Hello fellow MonetDB'ers, The Pentaho MonetDB Bulk Loader transformation step is now working pretty well in our tests. http://ci.pentaho.com/view/Data%20Integration/job/Kettle contains a continuous integration build of the software if anyone wanted to play with it. New Transformation -> Steps -> Bulk Loading (category)-> MonetDB Bulk Loader Thank you for the previous information about enabling log output from the MonetDB JDBC driver. After killing a stalled "monetdb start ~/sg-farm" thread and restarting it, MonetDB decided to work really well. It was suggested early on that I take a look at the binary bulk loading approach to get the fastest results. Now that I have a streaming ascii version of a bulk loader done for Pentaho Data Integration, I wanted to come back to the binary approach and see what that might look like and what to be aware of.
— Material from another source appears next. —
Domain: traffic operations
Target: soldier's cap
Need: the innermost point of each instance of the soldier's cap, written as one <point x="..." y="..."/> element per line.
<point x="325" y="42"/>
I read http://www.monetdb.org/Documentation/Cookbooks/SQLrecipies/BinaryBulkLoad It looks like the requirements are: 1. Write a physical file per column to the disk the monetdb farm exists on. 2. Tables with DATES, TIMESTAMPS or UTF-8 characters ie: Simplified Chinese are verboten and must be handled with COPY INTO .... USING DELIMITERS Assuming the above is a correct understanding, given the command below: copy into Tmp from ('path_to_file_i', 'path_to_file_f', 'path_to_file_s'); 1. If run from a computer separate from the machine running the monetdb server, would the 'path_to_file_i' be a pathname relative to the monetdb farm root directory on the remote server machine? 2. This process should work for appending new data on to an existing table, right? 3. Am I out of luck if my table has any of the verboten data types mentioned above mixed in with supported binary bulkloadable types; aka C-array style data types? 4. If not out of luck for a mixed type table, what is the procedure to load the table? In practice I imagine I will not need to fret too much about DATES needing a COPY INTO .... USING DELIMITERS ascii streaming approach because it is likely part of a dimension table with integer keys matching integers on a fact table, which is far more likely to have the supported types MonetDB Binary Bulk-loading likes. Is it true that MonetDB does not handle joins well, but instead prefers single, denormalized tables with many columns?
From what you know of the internals of MonetDb, is the effort to make some kind of streaming binary bulk loader worth it in terms of execution time on the database converting to native binary types? The documentation used the words, 'slightly faster', but I do not have a feel for when 'slightly' makes a big difference.
Thanks again for considering these questions. Brandon